M. Dubus (aîné). - Elle a payé
la totalité de la dépense.
M. Peeters. - La
discussion qui a eu lieu, il y quelques jours, et dont les députés du Hainaut
se sont tout alarmés, a prouvé le contraire. Quant aux habitants de la Campine,
plus raisonnables, ils ne demandent pas, eux, à retirer un revenu quelconque du
canal à construire, et cependant la province d’Anvers a déjà dépensé un million
pour une partie de cette compensation.
Je pense aussi, avec l’honorable M. Huveners, qu’il y a une grande
différence entre les propriétés cultivées qui ne gagneront rien à ce canal,
celles, par exemple, qui se trouvent à proximité d’un bon chemin de
communication qui ne conduit vers le canal qu’en faisant un grand détour qui
leur enlève toute l’économie.
Quoi qu’il en soit, malgré tout ce que la province d’Anvers a déjà fait,
malgré tout le droit que nous aurions à ne pas contribuer, je veux bien
consentir à une contribution ; mais, comme l’a très bien dit M. le ministre,
afin d’obtenir plus promptement un système complet de canalisation pour la
Campine, chose qui sera extrêmement utile au pays et qui rapportera au
gouvernement plus de 15 pour cent par an, des sommes qu’il y aura dépensées,
par suite de l’augmentation des contributions de toute espèce.
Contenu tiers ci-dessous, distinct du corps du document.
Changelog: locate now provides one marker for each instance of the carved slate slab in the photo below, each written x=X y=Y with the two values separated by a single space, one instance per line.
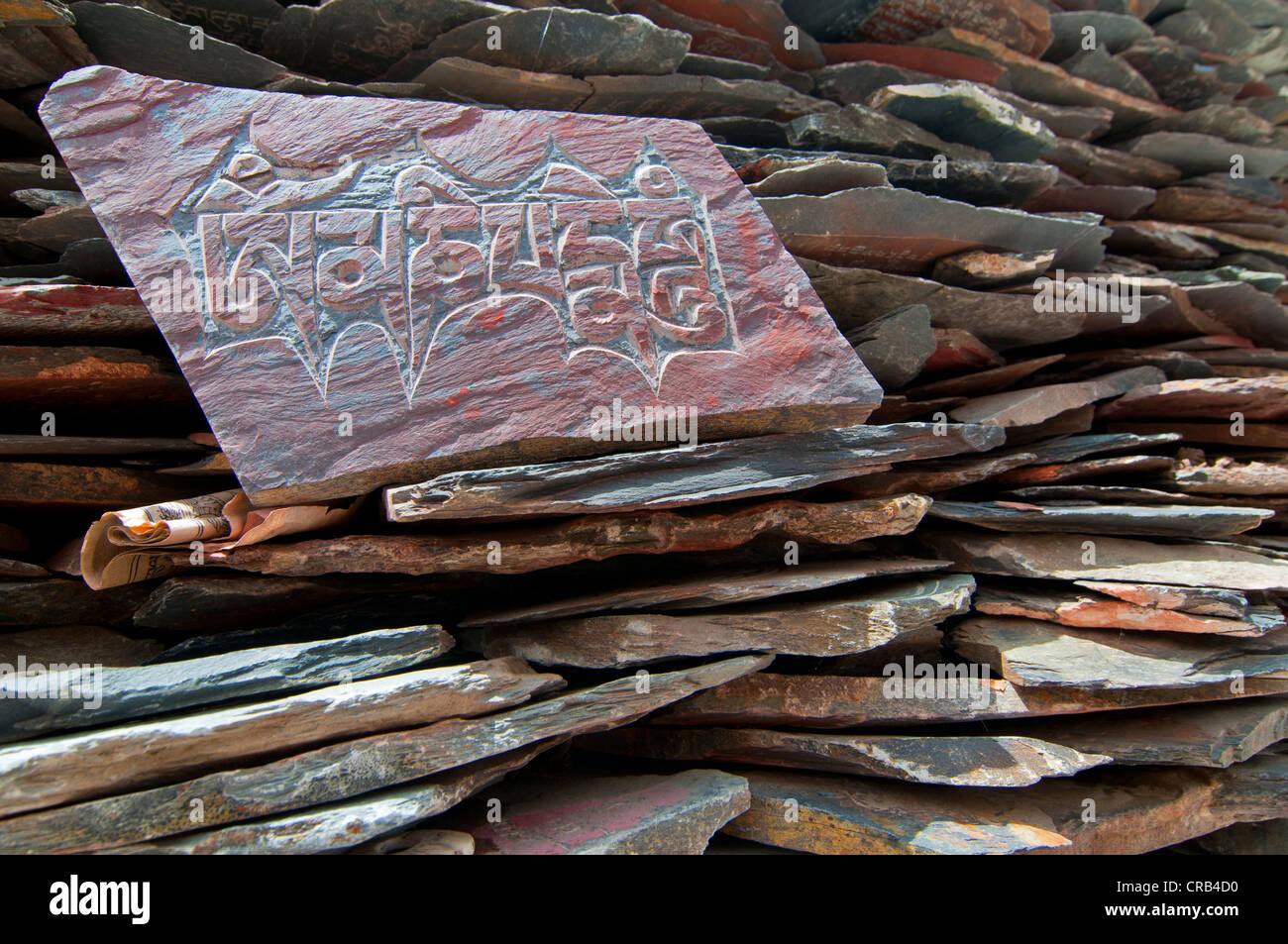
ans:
x=378 y=290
Je voterai donc en faveur d’un subside à payer par les propriétaires
mais je voudrais qu’on pût réduire de moitié le chiffre de ce subside, tout en
doublant d’un autre côté le nombre des années pendant lesquelles il devra être
payé, c’est-à-dire que je proposerai de porter l’annuité de 25 à 50 ans. Alors
au moins une partie de la charge pèserait sur ceux qui jouiront le plus des
avantages de l’entreprise.
Je me propose de vous présenter un amendement
dans ce sens.
M. de La Coste. - Messieurs,
le canal de la Campine est à mes yeux une grande et noble entreprise. Je vois
avec plaisir que le gouvernement a fixé son attention sur une province où tout
est à créer et qu’il ne l’a pas concentrée uniquement sur les localités que de
nombreuses voies de communication ont déjà enrichies, et qui trouvent dans
leurs richesses même de nouveaux motifs d’en obtenir d’autres.
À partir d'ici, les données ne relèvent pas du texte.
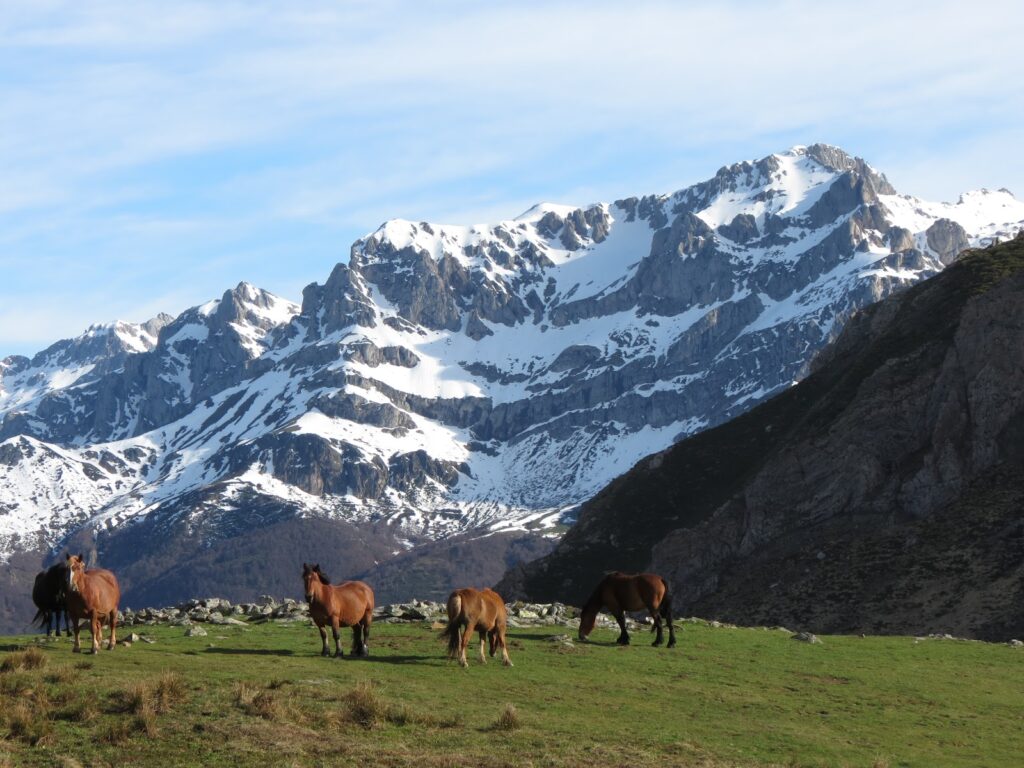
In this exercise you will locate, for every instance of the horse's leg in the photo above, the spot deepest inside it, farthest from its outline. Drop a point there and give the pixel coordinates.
(656, 615)
(97, 632)
(624, 636)
(335, 625)
(666, 609)
(500, 635)
(466, 635)
(326, 651)
(114, 630)
(356, 639)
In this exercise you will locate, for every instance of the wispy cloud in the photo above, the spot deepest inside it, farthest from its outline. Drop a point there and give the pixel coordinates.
(239, 139)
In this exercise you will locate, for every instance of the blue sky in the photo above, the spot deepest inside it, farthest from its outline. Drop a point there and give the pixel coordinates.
(153, 155)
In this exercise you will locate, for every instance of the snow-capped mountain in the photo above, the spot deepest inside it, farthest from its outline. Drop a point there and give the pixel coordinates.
(458, 378)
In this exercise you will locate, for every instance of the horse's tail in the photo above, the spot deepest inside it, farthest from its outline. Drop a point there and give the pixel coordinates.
(451, 633)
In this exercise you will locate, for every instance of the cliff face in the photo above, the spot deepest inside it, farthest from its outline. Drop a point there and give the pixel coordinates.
(883, 494)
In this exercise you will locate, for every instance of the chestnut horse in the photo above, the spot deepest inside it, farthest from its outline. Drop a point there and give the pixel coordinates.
(347, 604)
(622, 592)
(92, 594)
(475, 610)
(49, 593)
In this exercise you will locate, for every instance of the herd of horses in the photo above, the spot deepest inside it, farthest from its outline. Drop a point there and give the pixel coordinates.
(93, 594)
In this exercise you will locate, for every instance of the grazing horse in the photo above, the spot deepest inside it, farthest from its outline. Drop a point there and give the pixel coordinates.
(49, 593)
(623, 592)
(475, 610)
(92, 594)
(346, 604)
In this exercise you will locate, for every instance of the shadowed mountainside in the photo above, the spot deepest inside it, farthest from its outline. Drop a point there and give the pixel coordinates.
(883, 494)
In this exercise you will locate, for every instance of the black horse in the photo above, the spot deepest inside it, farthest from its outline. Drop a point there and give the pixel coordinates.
(49, 593)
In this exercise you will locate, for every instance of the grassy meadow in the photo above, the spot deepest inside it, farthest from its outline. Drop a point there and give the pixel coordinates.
(261, 695)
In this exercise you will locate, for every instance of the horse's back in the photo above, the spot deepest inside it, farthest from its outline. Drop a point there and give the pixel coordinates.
(107, 588)
(360, 589)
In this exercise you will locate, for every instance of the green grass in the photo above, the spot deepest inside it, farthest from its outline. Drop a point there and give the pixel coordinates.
(262, 695)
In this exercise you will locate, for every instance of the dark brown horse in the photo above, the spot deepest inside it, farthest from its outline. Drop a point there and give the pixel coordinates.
(346, 604)
(476, 610)
(49, 593)
(622, 592)
(92, 594)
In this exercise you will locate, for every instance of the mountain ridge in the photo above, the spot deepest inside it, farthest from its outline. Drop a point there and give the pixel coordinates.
(882, 494)
(487, 378)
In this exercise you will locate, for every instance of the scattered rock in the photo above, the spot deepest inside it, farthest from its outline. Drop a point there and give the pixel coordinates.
(807, 637)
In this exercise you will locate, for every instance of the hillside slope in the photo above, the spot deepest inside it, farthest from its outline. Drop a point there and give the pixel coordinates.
(882, 494)
(450, 382)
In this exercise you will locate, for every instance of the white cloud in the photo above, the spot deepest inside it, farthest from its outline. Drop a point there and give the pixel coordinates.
(205, 132)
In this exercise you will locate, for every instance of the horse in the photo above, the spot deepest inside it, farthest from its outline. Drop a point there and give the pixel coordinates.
(622, 592)
(346, 604)
(475, 610)
(92, 594)
(49, 593)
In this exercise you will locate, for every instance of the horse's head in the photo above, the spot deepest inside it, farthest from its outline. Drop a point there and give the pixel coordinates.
(76, 566)
(311, 577)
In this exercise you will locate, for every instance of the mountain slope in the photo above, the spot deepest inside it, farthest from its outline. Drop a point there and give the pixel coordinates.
(882, 494)
(465, 380)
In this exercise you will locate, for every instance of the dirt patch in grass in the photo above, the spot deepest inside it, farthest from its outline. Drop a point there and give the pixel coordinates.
(30, 658)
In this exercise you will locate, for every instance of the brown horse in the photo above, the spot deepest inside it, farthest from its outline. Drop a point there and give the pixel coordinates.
(92, 594)
(623, 592)
(475, 610)
(347, 604)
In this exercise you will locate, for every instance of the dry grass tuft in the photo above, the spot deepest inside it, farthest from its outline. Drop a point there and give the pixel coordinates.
(117, 733)
(168, 689)
(365, 707)
(145, 722)
(137, 698)
(28, 724)
(508, 720)
(61, 676)
(30, 658)
(245, 693)
(253, 700)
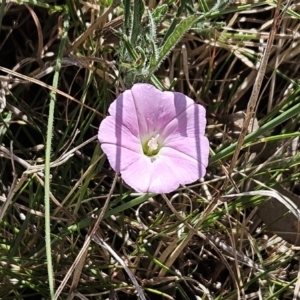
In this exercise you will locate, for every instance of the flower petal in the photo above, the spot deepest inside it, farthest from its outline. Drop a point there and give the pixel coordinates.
(114, 133)
(189, 155)
(190, 123)
(145, 112)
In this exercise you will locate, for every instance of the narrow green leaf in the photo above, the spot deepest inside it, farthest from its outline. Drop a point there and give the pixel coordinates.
(159, 13)
(174, 38)
(138, 11)
(290, 113)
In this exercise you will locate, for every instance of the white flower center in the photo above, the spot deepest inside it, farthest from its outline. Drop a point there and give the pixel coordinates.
(153, 143)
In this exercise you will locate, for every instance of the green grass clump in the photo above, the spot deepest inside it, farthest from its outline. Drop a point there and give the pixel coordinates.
(70, 228)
Néanmoins, messieurs, nous ne devons pas nous dissimuler que la
destination et l’utilité du canal de la Campine, ne sont plus absolument les
mêmes qu’au temps de l’infante Claire-Eugénie, qu’au temps de la conception du
canal du Nord, qu’au temps même où l’administration provinciale d’Anvers, en
1828 et 1829, a repris cette idée, j’ose le dire, avec assez de zèle.
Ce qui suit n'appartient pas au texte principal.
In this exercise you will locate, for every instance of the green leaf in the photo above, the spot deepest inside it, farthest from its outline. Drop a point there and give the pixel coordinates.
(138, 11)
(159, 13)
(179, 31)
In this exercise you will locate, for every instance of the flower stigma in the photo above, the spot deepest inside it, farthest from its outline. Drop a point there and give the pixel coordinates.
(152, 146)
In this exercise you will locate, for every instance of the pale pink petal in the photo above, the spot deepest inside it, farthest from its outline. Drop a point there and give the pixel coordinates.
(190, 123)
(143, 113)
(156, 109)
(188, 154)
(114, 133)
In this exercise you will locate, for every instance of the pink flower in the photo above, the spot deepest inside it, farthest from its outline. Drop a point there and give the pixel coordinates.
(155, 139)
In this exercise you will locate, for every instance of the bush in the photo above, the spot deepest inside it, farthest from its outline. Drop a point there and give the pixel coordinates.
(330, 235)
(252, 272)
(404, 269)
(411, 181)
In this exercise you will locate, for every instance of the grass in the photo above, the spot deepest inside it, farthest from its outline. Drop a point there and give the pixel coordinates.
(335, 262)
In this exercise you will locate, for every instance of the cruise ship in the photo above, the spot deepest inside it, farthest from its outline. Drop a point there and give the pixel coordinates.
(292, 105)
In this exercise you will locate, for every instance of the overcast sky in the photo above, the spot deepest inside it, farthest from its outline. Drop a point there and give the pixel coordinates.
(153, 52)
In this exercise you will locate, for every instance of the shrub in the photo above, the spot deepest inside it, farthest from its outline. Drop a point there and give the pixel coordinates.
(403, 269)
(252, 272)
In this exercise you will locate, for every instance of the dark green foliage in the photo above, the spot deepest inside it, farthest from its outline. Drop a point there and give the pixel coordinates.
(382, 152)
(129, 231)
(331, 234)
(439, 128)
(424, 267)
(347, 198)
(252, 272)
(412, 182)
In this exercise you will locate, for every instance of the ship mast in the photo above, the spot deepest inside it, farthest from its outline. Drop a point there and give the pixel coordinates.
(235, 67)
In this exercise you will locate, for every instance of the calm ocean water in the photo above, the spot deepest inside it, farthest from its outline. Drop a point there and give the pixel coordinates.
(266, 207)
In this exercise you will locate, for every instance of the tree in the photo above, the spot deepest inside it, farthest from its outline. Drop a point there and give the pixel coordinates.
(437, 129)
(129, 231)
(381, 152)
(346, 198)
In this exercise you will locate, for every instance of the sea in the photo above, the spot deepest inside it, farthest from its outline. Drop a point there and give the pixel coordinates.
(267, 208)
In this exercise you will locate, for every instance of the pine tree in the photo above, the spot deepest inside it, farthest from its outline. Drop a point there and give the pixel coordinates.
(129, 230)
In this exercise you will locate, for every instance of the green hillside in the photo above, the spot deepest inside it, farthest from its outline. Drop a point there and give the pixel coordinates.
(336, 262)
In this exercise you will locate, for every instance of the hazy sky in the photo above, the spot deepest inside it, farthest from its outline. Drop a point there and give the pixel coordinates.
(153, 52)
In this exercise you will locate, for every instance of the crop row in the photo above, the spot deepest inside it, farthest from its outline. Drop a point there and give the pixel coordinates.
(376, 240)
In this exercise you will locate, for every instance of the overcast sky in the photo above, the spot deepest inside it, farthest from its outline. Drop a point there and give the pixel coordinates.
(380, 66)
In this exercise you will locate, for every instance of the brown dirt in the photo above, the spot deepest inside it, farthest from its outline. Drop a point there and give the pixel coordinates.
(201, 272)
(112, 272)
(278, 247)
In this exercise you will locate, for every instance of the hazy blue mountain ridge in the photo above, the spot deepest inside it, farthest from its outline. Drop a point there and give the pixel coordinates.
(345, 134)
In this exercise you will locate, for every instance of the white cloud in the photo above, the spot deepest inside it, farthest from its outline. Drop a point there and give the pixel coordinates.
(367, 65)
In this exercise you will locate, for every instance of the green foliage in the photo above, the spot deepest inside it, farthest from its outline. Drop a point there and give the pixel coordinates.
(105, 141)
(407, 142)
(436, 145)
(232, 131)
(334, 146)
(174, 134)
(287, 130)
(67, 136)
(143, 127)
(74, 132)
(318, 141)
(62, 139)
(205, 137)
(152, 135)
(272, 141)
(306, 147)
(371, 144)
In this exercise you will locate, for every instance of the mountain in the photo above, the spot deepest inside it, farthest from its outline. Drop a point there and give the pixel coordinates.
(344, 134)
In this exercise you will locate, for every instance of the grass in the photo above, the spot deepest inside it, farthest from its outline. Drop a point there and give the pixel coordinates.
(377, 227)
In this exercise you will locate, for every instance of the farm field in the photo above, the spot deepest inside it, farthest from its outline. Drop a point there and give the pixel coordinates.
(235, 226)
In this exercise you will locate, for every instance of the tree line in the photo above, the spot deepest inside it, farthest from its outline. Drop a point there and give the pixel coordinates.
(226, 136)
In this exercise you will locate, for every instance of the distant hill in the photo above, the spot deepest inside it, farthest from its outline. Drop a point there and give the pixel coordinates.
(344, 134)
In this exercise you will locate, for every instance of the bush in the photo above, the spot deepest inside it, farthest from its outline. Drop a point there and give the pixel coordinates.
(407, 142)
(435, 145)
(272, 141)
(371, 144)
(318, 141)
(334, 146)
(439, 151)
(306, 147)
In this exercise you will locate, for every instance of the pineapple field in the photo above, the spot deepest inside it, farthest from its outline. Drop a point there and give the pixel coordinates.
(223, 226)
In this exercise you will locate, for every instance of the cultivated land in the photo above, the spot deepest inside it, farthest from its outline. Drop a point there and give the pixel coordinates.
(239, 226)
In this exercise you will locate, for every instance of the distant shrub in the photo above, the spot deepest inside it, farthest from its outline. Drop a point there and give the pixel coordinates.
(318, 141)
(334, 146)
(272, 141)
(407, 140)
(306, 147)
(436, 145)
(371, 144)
Aujourd’hui, sans refuser au canal de la Campine toute utilité, quant au
commerce en général, je crois cependant que son utilité principale sera
agricole et locale. Nous ne devons point nous soucier ici de faire à grands
frais une concurrence au chemin de fer dont la construction nous a coûté des
capitaux considérables. Eh, bien, messieurs, si le canal de la Campine a
principalement une utilité agricole et locale, je ne pense pas qu’il y ait
d’injustice à faire concourir la propriété ; je crois que la comparaison qu’on
a faite à cet égard avec ce qui s’est passé pour le chemin de fer n’est pas
exacte, et qu’il faut plutôt prendre pour terme de comparaison les routes
intérieures à la construction desquelles les propriétés ont contribué par des
centimes additionnels imposés soit par les provinces, soit par les villes. Ici
nous nous adressons directement à la propriété, comme pour le canal de
Zelzaete.
A ce sujet, je dois cependant témoigner un regret. C’est un des
principes fondamentaux des libertés qui nous sont parvenues, que nul ne soit
imposé que de son consentement. C’est la base de toutes les libertés publiques
; c’est de là qu’elles ont pris leur essor au moyen âge. Ainsi, il y aurait
quelques chose d’irrégulier à taxer directement la
propriété.
L’honorable M. de Theux, dans une séance précédente, a émis l’opinion,
qu’on pourrait donner plus d’élan aux constructions de route, en y faisant
concourir les propriétés dans une certaine proportion. Si l’on venait à
s’occuper d’organiser le concours de la propriété, je voudrais qu’on organisât
aussi le consentement de la propriété. Ce ne serait pas là une institution
politique, ce serait une institution purement civile, une sorte de syndicat à
établir.
Néanmoins l’intérêt de la propriété est tellement évident dans cette
circonstance que je ne m’arrêterai pas ce scrupule constitutionnel. D’ailleurs
il s’agit, comme on l’a déjà dit plusieurs fois, de la réalisation d’un
principe décrété par la loi.
Je crois qu’il est de l’intérêt de l’entreprise de ne pas trop
marchander sur ce concours ; car eu égard aux difficultés constantes que nous
éprouvons pour subvenir aux moyens de réaliser les grands travaux que nous
entreprenons, il est fort à craindre qu’à certaines époques ces entreprises ne
soient arrêtées par le défaut de moyen.
Le but principal qui m’a engagé à faire ces observations, c’est,
messieurs, de vous soumettre une idée qu’on m’a communiquée, et dont je
n’assure pas la responsabilité : j’avoue mon insuffisance pour traiter ces
questions. Je prie M. le ministre des travaux publics et M. le rapporteur de
vouloir bien, dans le cours de la discussion, faire connaître leurs motifs
d’opposition pour le cas où ils ne seraient pas favorables à cette idée.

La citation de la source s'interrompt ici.